Aishwarya Pothula

Summary Of Deep Neuroethology Of A Virtual Rodent

Merel, Josh et al. “Deep neuroethology of a virtual rodent.” arXiv: Neurons and Cognition (2020): n. pag.

My main interest in reading this paper stems from their implementation of a virtual rodent. Consequently, I will be focusing on just this aspect in the summary. At HDILab, we are working on designing a baby agent, albeit a simplistic one, with sensory and motor abilities closely representative of a human baby’s. The paper’s implementation of the virtual rodent is based on measurements, including joint and tendon measurements, of lab rats. Once we study the architecture used in this paper to design the rodent, we can maybe able to design our baby agent using human baby measurements using a similar architecture.

Crux of the paper

The paper sets out to use neuroscience methods to understand a trained deep network controlling an embodied agent – the rodent. They train a single DNN capable of actuating a variety of complex locomotor activities in the virtual rodent to solve multiple tasks using a single policy.

  1. Running at a target velocity over gaps along a corridor. Reward is given when target velocity is achieved.

  2. Foraging through a maze to gather collectables (blue orbs). Reward is given for acquiring each blue orb

  3. Escaping a bowl shaped hilly terrain. Reward is proportional to the distance covered from the center of the terrain.

  4. Activating orbs in an open field by tapping them twice within a tap interval of 800 ms. Sparse rewards are provided on the first and second tap.
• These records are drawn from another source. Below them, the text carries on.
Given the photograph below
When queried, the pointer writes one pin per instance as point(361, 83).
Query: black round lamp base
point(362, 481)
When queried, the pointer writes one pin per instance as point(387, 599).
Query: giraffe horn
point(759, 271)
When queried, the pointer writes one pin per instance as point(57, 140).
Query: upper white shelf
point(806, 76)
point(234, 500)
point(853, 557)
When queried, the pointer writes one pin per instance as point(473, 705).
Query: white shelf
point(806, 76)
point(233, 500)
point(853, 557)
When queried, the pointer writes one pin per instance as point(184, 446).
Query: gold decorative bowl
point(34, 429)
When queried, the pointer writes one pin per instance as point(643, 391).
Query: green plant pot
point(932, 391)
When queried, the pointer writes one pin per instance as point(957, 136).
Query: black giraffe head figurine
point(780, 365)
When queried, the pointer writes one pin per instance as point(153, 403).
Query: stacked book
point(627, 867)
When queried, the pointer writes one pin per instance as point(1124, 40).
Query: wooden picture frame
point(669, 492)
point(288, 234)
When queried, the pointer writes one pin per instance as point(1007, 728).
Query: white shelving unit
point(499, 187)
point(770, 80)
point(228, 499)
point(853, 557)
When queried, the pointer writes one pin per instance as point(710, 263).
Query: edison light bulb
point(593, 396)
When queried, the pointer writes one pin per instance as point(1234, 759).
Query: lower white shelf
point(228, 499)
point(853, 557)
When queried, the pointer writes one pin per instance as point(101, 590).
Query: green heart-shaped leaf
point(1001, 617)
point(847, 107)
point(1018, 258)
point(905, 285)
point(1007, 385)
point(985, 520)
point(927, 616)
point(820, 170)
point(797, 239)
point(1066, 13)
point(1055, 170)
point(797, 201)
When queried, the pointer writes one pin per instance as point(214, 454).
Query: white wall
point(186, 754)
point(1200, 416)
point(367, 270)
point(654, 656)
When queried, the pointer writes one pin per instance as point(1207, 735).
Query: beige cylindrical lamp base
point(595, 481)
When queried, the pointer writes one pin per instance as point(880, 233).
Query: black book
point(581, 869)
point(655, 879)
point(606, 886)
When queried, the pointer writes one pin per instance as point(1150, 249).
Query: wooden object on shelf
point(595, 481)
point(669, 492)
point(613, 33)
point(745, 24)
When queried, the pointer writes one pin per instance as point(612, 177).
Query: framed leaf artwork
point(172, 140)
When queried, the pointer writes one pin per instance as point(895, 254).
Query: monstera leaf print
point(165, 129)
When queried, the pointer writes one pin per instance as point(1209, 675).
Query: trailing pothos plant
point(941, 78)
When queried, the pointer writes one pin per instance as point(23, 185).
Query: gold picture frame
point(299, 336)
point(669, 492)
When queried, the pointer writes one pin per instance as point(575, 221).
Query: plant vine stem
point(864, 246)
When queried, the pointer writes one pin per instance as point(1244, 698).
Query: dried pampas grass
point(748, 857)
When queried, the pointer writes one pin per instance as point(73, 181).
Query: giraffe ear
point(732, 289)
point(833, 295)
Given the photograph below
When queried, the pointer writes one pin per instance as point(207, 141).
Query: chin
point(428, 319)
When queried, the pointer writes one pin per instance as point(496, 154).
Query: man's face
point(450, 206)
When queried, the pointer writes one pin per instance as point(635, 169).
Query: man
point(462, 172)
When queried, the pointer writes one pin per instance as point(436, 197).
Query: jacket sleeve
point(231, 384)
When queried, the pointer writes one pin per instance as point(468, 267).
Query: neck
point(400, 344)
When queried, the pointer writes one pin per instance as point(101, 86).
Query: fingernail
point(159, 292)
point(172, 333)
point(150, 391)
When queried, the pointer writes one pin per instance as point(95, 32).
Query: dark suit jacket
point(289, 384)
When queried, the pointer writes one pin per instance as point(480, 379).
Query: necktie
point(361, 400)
Ex: …. approaches in which artificial models that solve tasks similar to those solved by animals serve as normative models of biological intelligence. Researchers have attempted to leverage these models to gain insights into the functional transformations implemented by neurobiological circuits ……

The authors believe that analyzing the DNN controlling the rodent, while it while it achieves the flexibility to perform multiple tasks, could result in important findings that could help identify algorithms that are capable of flexible control in artificial systems.

Ex: The virtual rodent affords a new opportunity to directly compare principles of artificial control to biological data from real-world rodents

Previous work in this area test “cognitive flexibility” (Yang et al. 2019) in isolation without motor commands, or studies motor dynamics of real mammals but without task flexibility However, this work require the agent to implement flexible cognition using a complex body in a physical environment along with egocentric input.

Architecture of the virtual rodent

The body of the virtual rodent is designed in MuJoCo (Todorov et al., 2012) based on measurements of lab rats. The rodent body comprises multiple segments in including joint. Segments of body are controlled by tendons that can activate multiple joints.

As inputs, the virtual rodent has access to proprioceptive information as well as “raw” egocentric RGB-camera (64×64 pixels) input from a head-mounted camera. The proprioceptive inputs include internal joint angles and angular velocities, positions and velocities of the tendons that provide actuation, egocentric vectors from the root (pelvis) of the body to the positions of the head and paws, a vestibular-like upright orientation vector, touch or contact sensors in the paws, as well as egocentric acceleration, velocity, and 3D angular velocity of the root.